Debido a nuestra falta de madurez, los hijos solemos culpar a nuestros progenitores por el tipo de inseguridades, carencias y frustraciones que arrastramos desde la infancia y que se acentuaron durante la adolescencia. Y en definitiva, les negamos nuestro amor porque ellos no nos quisieron como nos hubiese gustado. Pero detengámonos un instante. ¿Dónde está escrito que los padres tengan que amar a sus hijos? Sería maravilloso que todos los padres quisieran a sus hijos como estos necesitan ser queridos. Pero no es así. ¿Cómo nos van a querer nuestros padres si no saben amarse a sí mismos?

Nuestros padres y madres, antes de padres y madres, son seres humanos. Y tienen sus propias heridas. Nos quejamos de nuestra mochila emocional cuando en general ellos cargan con una maleta bastante más pesada. Por más barbaridades que hayan podido cometer, nuestros progenitores lo han hecho lo mejor que han sabido. Esta es una lección de la vida que muchos aprendemos demasiado tarde. Normalmente cuando nos convertimos en padres y comprendemos lo desafiante y agotador que puede ser educar a un hijo. De pronto recordamos que nuestros padres nos cambiaron el pañal siete veces al día cuando éramos bebés. Y que se pasaron muchas noches sin dormir, atormentados por el estridente sonido de nuestro llanto. De un día para el otro dejaron de ser los protagonistas de sus propias vidas.

EMANCIPACIÓN EMOCIONAL
“La madurez consiste en aceptar y amar a tus padres tal como son, sin esperar que ellos te acepten y te amen tal como eres.”
(Irene Orce)

Emanciparse emocionalmente de nuestros padres consiste en cortar definitivamente el cordón umbilical que nos mantiene atados a ellos. Depender de su aprobación dificulta que seamos libres para seguir nuestro propio camino en la vida. No en vano, convertirse en una persona adulta implica haber resuelto nuestros traumas de la infancia. El hecho de que sigamos en guerra con nuestros padres pone de manifiesto que seguimos sin sentirnos en paz con nosotros mismos. Por eso se dice que la adolescencia se sabe cuándo empieza, pero no cuando termina.

Esta emancipación pasa por dejar de esperar algo de ellos, incluyendo que nos acepten, que nos apoyen y que nos quieran. Así es como empezamos a aceptarnos, apoyarnos y querernos, fortaleciendo nuestra autoestima y confianza en nosotros mismos. El indicador más fiable es que hemos conquistado la madurez emocional es que estamos agradecidos por todo lo que hemos recibido de nuestros padres. O mejor dicho, por el aprendizaje derivado de cómo se han relacionado con nosotros. Es cierto que hay hijos que han heredado falta de afecto, malos tratos, e incluso deudas.
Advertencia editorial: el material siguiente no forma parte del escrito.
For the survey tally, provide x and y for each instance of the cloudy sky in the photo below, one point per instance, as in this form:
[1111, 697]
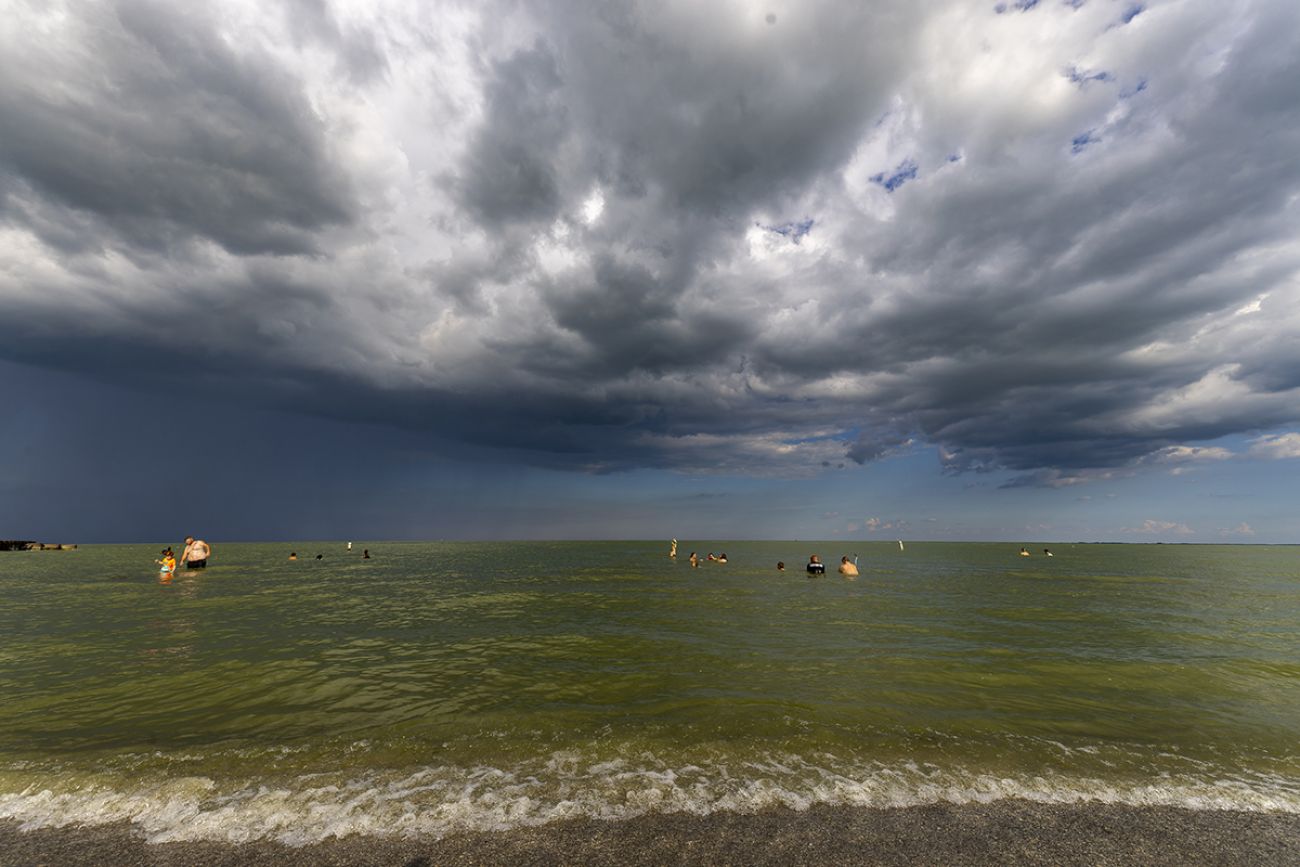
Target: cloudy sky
[897, 269]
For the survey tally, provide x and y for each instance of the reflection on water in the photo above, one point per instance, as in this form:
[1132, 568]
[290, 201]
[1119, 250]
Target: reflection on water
[943, 668]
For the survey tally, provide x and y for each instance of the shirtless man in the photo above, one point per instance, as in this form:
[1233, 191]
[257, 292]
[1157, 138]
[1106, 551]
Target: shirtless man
[195, 554]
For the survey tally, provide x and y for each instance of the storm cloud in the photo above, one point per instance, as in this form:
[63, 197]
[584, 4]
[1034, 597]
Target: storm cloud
[1054, 239]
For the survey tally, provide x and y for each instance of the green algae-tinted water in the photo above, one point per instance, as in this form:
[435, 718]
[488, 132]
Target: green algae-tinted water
[447, 686]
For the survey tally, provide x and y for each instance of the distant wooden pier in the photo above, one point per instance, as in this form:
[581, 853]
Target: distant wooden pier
[26, 545]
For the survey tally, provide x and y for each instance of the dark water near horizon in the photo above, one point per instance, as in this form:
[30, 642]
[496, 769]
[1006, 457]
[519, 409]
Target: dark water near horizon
[450, 686]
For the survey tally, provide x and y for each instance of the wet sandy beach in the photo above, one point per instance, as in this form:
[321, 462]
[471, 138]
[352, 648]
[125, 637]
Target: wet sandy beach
[1002, 832]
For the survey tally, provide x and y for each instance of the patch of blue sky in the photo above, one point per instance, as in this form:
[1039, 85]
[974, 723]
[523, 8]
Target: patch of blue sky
[1083, 139]
[793, 230]
[905, 172]
[1083, 77]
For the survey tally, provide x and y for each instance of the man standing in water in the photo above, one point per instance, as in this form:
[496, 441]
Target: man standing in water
[195, 554]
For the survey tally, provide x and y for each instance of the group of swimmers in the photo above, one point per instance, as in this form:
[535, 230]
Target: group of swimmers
[195, 556]
[365, 554]
[848, 568]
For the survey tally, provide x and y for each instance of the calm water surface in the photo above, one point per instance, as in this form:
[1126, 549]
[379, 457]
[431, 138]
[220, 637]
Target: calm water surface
[447, 686]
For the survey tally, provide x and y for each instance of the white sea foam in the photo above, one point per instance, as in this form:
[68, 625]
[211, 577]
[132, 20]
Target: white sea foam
[438, 801]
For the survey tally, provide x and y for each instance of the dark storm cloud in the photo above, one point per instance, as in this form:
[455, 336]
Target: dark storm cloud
[702, 238]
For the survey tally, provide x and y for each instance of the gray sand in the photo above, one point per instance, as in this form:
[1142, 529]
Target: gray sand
[1000, 833]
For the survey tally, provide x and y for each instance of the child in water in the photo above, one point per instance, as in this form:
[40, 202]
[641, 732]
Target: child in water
[168, 562]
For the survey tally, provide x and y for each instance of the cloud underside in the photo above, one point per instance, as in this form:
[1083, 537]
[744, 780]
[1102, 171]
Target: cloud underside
[705, 239]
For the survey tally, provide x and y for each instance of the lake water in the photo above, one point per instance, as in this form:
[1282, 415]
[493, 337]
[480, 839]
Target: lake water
[450, 686]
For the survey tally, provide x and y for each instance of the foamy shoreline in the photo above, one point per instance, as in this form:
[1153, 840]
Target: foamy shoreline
[1002, 832]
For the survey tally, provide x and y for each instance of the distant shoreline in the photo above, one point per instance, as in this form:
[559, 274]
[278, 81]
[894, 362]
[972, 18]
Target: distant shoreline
[1002, 832]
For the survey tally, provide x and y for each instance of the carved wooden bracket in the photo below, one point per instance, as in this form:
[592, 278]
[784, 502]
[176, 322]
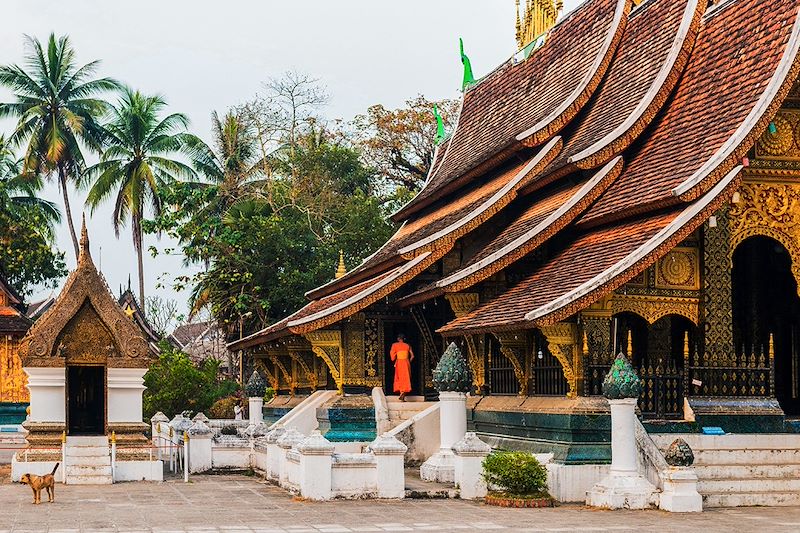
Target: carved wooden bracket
[513, 344]
[462, 302]
[562, 341]
[327, 345]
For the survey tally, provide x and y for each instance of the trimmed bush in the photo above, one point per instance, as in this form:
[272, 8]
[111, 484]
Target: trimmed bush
[222, 408]
[517, 473]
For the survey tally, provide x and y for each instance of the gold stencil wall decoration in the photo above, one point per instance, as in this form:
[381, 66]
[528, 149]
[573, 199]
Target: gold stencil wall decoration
[768, 210]
[679, 269]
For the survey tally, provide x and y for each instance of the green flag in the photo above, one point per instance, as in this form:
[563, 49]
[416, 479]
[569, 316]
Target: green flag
[440, 133]
[469, 78]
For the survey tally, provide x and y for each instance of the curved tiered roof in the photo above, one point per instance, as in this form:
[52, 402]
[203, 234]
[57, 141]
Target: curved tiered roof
[654, 110]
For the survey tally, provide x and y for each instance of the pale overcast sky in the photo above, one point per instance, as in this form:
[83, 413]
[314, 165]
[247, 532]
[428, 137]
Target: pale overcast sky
[205, 55]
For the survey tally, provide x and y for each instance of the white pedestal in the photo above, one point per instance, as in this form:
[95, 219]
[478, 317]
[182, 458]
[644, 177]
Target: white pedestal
[255, 406]
[680, 491]
[440, 467]
[389, 454]
[624, 487]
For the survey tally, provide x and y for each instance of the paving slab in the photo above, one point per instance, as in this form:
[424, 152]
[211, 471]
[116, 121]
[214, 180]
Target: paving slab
[241, 504]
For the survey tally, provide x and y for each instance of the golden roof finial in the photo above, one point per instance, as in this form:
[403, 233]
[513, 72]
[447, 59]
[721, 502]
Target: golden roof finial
[84, 253]
[538, 17]
[341, 270]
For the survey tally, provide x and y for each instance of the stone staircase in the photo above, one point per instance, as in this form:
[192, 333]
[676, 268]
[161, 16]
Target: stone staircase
[88, 461]
[746, 469]
[401, 411]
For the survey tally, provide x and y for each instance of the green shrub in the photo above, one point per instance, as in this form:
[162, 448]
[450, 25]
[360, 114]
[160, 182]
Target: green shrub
[269, 394]
[223, 408]
[175, 384]
[517, 473]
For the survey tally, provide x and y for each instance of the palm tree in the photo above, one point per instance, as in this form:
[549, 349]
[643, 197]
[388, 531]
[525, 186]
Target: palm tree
[57, 109]
[137, 162]
[232, 165]
[18, 192]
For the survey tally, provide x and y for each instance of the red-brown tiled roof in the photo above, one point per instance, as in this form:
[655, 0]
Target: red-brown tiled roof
[524, 104]
[547, 213]
[742, 67]
[648, 63]
[591, 264]
[438, 227]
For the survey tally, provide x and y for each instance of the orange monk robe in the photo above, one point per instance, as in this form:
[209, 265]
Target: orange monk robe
[401, 355]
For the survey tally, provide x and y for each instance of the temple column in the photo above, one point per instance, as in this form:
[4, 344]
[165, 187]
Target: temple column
[562, 341]
[717, 294]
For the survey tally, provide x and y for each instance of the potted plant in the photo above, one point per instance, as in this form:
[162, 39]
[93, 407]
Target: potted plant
[520, 478]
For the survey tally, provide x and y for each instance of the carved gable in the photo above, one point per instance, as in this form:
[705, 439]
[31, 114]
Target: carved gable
[85, 325]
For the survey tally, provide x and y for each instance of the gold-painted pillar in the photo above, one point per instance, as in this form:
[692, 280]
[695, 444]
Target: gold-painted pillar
[563, 343]
[514, 345]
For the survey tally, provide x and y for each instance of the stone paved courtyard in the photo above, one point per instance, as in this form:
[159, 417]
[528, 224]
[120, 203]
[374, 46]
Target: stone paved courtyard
[240, 504]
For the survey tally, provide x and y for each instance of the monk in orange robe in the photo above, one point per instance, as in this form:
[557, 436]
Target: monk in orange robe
[402, 355]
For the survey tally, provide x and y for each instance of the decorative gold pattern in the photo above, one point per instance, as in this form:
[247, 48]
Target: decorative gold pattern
[651, 308]
[85, 288]
[562, 341]
[679, 269]
[514, 346]
[770, 210]
[783, 144]
[327, 345]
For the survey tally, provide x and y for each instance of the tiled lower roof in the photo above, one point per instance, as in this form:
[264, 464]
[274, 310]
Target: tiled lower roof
[548, 213]
[590, 265]
[742, 67]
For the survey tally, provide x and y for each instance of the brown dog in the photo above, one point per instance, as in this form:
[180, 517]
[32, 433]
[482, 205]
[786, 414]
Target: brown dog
[37, 483]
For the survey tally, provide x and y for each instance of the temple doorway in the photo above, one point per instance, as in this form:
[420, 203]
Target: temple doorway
[390, 332]
[86, 400]
[765, 302]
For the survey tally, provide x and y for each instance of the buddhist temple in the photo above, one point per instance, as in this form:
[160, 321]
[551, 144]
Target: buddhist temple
[85, 359]
[630, 184]
[13, 326]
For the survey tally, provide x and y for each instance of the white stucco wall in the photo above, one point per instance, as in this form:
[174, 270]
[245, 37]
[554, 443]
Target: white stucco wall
[125, 388]
[48, 393]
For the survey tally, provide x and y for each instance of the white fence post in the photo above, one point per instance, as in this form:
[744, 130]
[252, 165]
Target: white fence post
[389, 458]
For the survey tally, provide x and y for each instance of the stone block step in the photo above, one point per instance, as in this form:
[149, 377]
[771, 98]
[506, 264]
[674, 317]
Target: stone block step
[752, 498]
[743, 485]
[101, 440]
[89, 480]
[87, 451]
[80, 471]
[746, 457]
[754, 471]
[88, 461]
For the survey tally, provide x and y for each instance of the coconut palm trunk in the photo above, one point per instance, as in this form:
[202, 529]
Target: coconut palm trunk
[62, 182]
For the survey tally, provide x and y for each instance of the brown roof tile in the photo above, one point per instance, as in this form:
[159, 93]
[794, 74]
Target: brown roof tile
[742, 67]
[651, 56]
[526, 103]
[591, 264]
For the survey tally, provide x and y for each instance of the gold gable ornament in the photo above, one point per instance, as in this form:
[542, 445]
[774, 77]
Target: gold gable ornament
[85, 325]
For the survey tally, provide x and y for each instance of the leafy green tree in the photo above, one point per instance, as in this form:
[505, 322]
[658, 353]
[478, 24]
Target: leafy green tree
[27, 257]
[57, 109]
[175, 384]
[137, 163]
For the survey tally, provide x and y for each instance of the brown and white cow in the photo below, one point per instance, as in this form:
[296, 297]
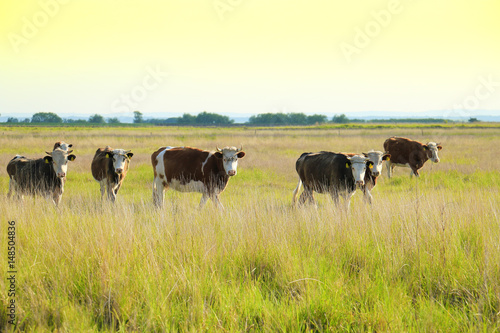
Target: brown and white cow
[374, 164]
[109, 168]
[44, 176]
[332, 173]
[187, 169]
[408, 153]
[63, 145]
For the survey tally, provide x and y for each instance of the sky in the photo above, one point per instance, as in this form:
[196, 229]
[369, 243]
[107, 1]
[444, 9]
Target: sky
[241, 57]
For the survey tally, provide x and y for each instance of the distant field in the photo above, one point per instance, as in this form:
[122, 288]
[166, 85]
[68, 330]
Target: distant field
[424, 257]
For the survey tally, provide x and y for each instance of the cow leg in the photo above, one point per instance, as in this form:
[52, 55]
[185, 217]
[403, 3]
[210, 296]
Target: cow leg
[203, 201]
[158, 192]
[111, 191]
[117, 188]
[367, 197]
[295, 192]
[216, 201]
[347, 200]
[307, 195]
[56, 196]
[102, 184]
[12, 185]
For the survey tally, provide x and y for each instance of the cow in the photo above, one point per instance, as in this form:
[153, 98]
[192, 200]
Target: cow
[375, 159]
[109, 167]
[327, 172]
[408, 153]
[63, 145]
[44, 176]
[188, 169]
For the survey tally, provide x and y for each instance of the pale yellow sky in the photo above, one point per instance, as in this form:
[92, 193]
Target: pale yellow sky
[250, 56]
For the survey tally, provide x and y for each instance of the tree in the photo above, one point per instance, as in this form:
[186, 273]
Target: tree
[340, 119]
[96, 119]
[46, 117]
[296, 119]
[114, 120]
[186, 119]
[206, 118]
[316, 119]
[138, 117]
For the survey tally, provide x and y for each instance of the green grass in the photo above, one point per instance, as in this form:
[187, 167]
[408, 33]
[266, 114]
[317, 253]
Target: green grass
[423, 257]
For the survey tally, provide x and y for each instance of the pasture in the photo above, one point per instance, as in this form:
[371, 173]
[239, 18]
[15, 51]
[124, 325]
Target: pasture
[424, 257]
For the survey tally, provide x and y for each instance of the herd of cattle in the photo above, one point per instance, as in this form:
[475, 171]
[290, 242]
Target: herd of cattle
[187, 169]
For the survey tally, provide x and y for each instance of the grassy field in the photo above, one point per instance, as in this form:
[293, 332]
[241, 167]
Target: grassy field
[425, 257]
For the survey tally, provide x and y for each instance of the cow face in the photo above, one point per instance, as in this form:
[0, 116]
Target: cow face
[121, 159]
[431, 149]
[376, 158]
[59, 159]
[229, 156]
[358, 167]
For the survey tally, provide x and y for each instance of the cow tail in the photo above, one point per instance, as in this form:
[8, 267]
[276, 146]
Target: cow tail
[295, 192]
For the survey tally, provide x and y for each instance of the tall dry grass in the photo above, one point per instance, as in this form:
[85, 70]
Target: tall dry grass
[424, 257]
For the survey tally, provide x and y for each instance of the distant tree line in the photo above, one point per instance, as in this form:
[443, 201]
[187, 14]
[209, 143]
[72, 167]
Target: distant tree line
[214, 119]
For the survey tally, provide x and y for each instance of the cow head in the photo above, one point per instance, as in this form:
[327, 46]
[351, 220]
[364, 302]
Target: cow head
[62, 145]
[59, 159]
[431, 150]
[121, 159]
[375, 159]
[357, 163]
[229, 156]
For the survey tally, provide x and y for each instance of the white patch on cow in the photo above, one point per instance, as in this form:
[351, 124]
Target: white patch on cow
[192, 186]
[376, 158]
[203, 164]
[433, 147]
[230, 160]
[60, 162]
[160, 165]
[358, 166]
[120, 159]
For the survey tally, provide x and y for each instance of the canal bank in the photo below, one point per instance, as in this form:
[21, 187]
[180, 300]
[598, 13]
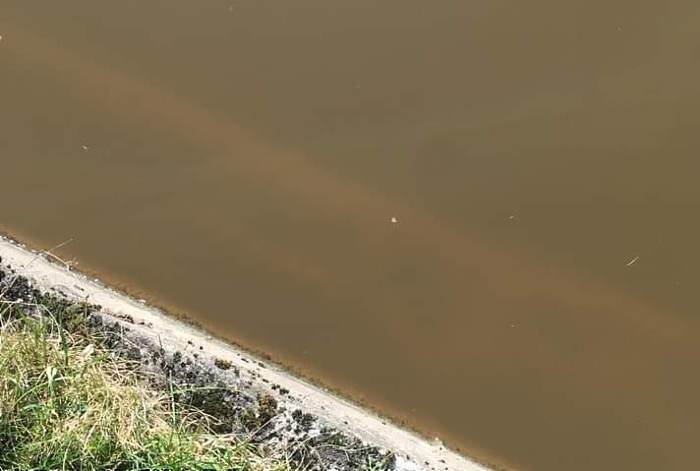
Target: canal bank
[300, 408]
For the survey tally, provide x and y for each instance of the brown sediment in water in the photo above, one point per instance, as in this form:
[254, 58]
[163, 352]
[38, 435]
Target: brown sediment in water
[505, 337]
[282, 399]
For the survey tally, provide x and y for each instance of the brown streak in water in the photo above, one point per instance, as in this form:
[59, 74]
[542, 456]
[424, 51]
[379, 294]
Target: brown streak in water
[281, 172]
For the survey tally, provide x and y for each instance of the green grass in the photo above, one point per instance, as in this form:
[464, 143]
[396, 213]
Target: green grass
[66, 403]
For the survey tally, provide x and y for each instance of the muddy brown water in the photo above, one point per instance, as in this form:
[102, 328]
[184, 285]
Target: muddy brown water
[535, 302]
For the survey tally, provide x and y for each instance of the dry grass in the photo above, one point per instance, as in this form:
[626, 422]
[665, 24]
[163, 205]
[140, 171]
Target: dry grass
[65, 403]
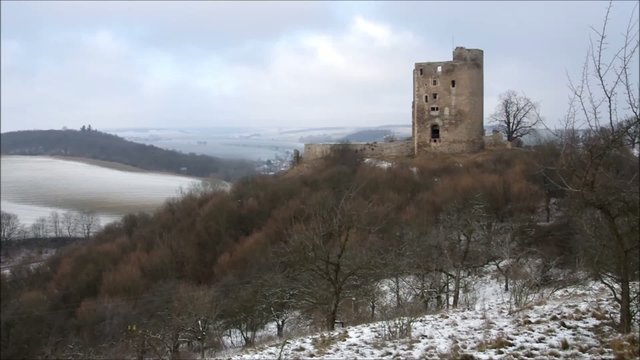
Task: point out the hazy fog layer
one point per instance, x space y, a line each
32 186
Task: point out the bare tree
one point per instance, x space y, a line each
516 115
326 250
10 226
70 223
596 167
89 223
39 228
55 224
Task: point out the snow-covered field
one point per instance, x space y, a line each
571 323
33 186
245 143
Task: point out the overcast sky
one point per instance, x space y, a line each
281 64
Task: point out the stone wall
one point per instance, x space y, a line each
449 95
376 150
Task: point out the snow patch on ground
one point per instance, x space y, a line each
574 322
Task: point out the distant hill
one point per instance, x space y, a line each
102 146
369 135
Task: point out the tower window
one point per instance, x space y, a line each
435 132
Sin embargo, el viaje de la emancipación implica comprender que en cada problema o adversidad se esconde un aprendizaje oculto, que es precisamente el que necesitamos para conocernos y saber verdaderamente para qué estamos aquí.

Al comprender y perdonar los errores de nuestros padres, nos liberamos definitivamente de ellos. A partir de entonces, al mirar hacia atrás solo vemos gratitud. Y cada vez que caminamos hacia adelante, nuestro corazón se llena de confianza. El primer paso para transitar esta senda consiste en cuestionar la manera en la que hemos interpretado nuestra historia familiar. Y seguir cuestionándola hasta que consigamos poner en orden el lugar de dónde venimos, aceptando, valorando y agradeciendo de corazón las monedas que en su día nos entregaron.

Artículo publicado por Borja Vilaseca en El País Semanal el pasado domingo 15 de septiembre de 2013.